In recent months, prosecutors have focused their investigation on Weisselberg’s personal ties and the “indirect compensation” he received while working for the Trump Organization, including pricy apartments and school tuition.
The indictment alleges that for five years, beginning in 2012, Weisselberg arranged for tuition expenses at a private school for his family members to be paid by personal checks signed by Trump. The company also paid annual lease expenses on two Mercedes-Benz cars for Weisselberg and his wife for at least a dozen years, beginning in 2005.
In addition to rent payments for his own apartment, utilities, and garage, Weisselberg also received unreported cash payments and submitted requests for “ad hoc personal expenses” that included items like flatscreen TVs and furniture for the Weisselbergs’ Florida home, prosecutors said.
During the investigation, Weisselberg’s former daughter-in-law, Jennifer Weisselberg, has said that she has spoken with prosecutors numerous times and handed over subpoenaed documents involving Weisselberg’s son Barry, who managed the Trump Organization-operated ice rink in Central Park. In interviews, she has also said that she and her ex-husband of 14 years once lived rent-free in a New York apartment provided to them through Barry’s work at the company.
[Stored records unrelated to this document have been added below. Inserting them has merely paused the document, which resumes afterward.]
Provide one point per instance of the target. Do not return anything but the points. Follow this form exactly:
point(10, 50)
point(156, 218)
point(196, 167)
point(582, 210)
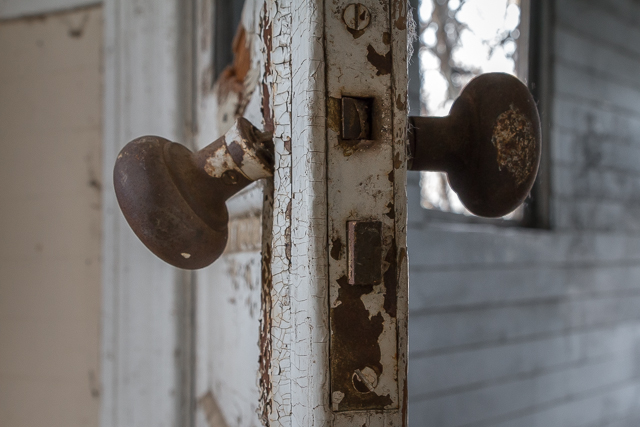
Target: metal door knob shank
point(174, 199)
point(489, 144)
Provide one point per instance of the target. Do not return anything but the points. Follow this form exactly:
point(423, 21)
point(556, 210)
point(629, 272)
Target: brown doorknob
point(174, 199)
point(489, 144)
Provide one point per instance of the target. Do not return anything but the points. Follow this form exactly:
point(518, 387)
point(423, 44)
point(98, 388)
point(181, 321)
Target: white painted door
point(303, 320)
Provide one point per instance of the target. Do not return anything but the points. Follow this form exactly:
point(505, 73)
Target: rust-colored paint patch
point(400, 12)
point(382, 63)
point(287, 232)
point(386, 38)
point(515, 144)
point(334, 113)
point(392, 211)
point(401, 103)
point(354, 349)
point(391, 280)
point(336, 248)
point(396, 161)
point(264, 361)
point(232, 78)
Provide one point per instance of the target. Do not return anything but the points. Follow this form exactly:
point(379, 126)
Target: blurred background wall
point(541, 327)
point(50, 218)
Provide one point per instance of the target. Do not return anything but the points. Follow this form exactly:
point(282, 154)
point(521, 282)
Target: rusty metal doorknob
point(489, 144)
point(174, 199)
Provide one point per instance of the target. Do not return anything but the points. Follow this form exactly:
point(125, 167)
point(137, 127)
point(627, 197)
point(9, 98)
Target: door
point(303, 320)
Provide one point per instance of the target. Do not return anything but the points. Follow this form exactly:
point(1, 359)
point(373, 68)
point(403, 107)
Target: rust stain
point(400, 7)
point(287, 233)
point(334, 113)
point(515, 143)
point(336, 248)
point(264, 361)
point(391, 280)
point(392, 212)
point(396, 161)
point(382, 63)
point(355, 347)
point(401, 103)
point(232, 78)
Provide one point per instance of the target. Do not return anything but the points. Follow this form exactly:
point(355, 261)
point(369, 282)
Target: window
point(457, 41)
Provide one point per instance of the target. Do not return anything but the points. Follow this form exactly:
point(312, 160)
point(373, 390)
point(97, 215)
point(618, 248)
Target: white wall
point(531, 328)
point(50, 219)
point(10, 9)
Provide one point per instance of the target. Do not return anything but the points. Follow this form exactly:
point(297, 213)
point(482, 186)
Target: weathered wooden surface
point(141, 350)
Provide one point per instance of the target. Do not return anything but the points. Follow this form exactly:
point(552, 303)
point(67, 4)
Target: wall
point(514, 327)
point(50, 219)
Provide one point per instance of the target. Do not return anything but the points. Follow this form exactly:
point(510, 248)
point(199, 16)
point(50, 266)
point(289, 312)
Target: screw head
point(356, 16)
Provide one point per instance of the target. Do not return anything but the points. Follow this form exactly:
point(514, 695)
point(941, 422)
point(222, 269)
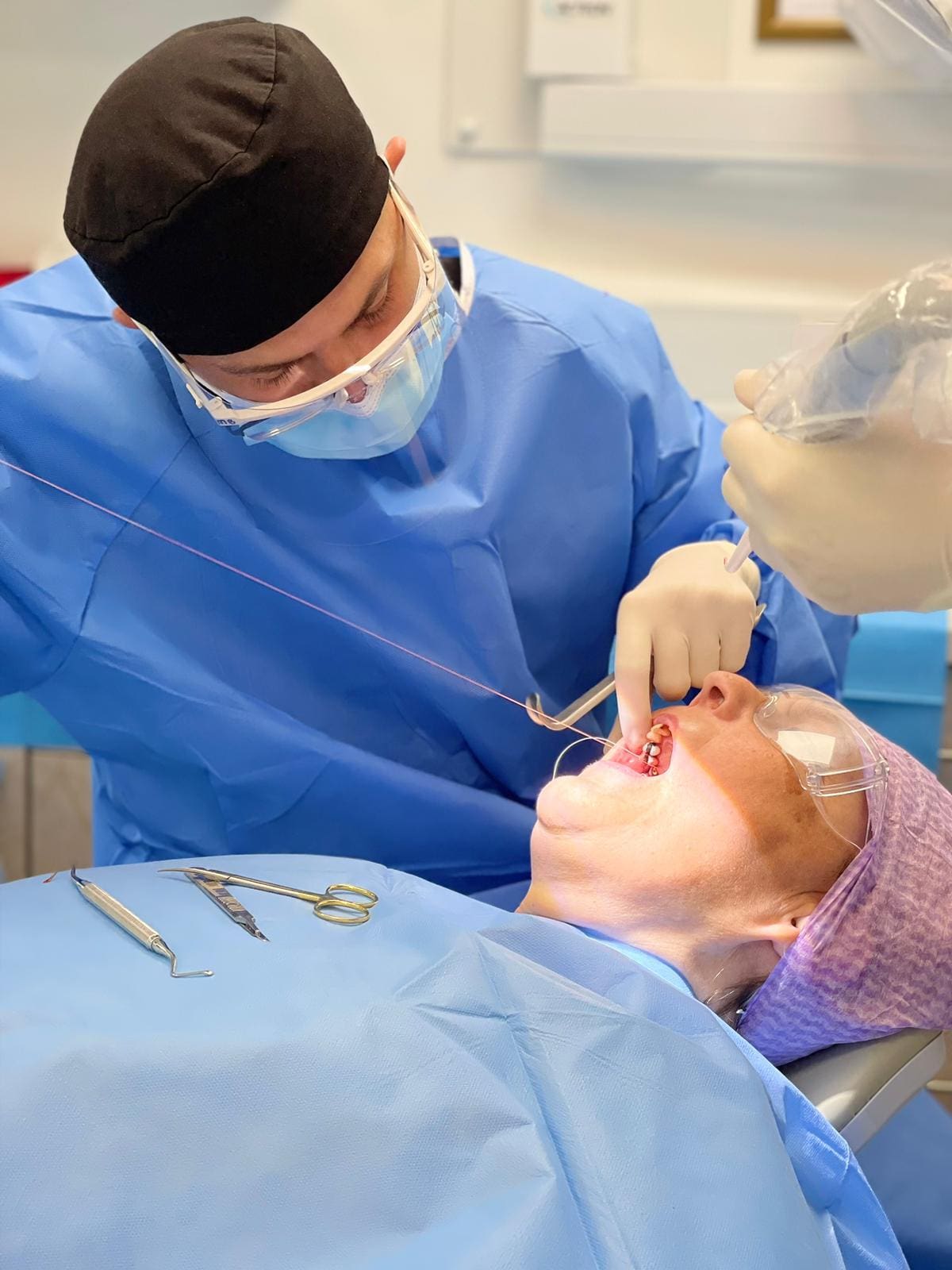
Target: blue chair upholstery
point(896, 679)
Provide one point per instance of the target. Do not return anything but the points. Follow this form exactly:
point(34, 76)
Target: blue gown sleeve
point(677, 471)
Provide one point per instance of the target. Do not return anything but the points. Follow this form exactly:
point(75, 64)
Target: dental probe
point(132, 925)
point(602, 690)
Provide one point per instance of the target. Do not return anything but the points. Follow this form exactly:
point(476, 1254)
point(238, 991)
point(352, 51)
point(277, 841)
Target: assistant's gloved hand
point(858, 526)
point(689, 616)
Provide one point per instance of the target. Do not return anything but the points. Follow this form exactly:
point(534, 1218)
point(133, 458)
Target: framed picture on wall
point(801, 19)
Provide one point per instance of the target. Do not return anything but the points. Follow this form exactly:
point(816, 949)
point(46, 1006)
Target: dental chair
point(860, 1087)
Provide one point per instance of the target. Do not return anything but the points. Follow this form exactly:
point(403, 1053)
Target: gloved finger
point(747, 387)
point(744, 444)
point(672, 664)
point(704, 656)
point(734, 495)
point(632, 673)
point(735, 645)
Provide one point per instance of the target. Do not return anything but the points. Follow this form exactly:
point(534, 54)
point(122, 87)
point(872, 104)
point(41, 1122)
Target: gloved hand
point(689, 616)
point(858, 526)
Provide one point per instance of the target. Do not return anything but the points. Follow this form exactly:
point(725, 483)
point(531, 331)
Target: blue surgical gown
point(447, 1087)
point(560, 460)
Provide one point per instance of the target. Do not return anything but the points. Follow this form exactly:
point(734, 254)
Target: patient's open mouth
point(654, 757)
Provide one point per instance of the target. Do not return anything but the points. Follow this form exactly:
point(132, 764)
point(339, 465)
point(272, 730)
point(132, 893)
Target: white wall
point(727, 260)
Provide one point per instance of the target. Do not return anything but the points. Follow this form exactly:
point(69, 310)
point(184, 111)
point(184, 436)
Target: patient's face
point(721, 829)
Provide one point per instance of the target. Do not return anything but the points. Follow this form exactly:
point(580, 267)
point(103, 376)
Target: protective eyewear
point(831, 751)
point(428, 319)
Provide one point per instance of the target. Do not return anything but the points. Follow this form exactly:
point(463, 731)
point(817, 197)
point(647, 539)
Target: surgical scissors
point(585, 702)
point(321, 901)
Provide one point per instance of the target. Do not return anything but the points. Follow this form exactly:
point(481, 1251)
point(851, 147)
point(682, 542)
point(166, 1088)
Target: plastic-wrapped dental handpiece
point(739, 554)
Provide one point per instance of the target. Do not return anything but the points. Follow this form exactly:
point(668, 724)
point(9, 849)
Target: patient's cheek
point(568, 803)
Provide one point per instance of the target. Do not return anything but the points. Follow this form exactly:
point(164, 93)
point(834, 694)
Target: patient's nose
point(729, 696)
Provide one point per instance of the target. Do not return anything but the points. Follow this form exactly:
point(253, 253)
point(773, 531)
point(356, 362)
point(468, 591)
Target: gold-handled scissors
point(351, 912)
point(585, 702)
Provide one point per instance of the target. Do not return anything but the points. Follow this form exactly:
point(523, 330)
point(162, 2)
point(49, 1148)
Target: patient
point(804, 918)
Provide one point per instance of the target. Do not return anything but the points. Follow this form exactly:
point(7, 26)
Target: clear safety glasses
point(831, 751)
point(433, 323)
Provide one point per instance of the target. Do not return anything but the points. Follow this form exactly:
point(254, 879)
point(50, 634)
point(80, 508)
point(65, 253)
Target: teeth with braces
point(651, 749)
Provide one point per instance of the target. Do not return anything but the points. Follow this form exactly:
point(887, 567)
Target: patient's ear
point(784, 933)
point(124, 319)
The indictment refers to an apartment for one of Allen Weisselberg's family members, who was also employed by the company, that was allegedly occupied from 2005 through 2012. It alleges that approximately $1,000 was paid monthly in rent. According to the indictment, in 2018, Weisselberg’s family member was later allowed to occupy a different Trump Organization-owned apartment with no reported rent at all.
Two other unnamed employees also received substantial amounts of compensation in the form of lodging in New York City and car lease payments, the indictment said.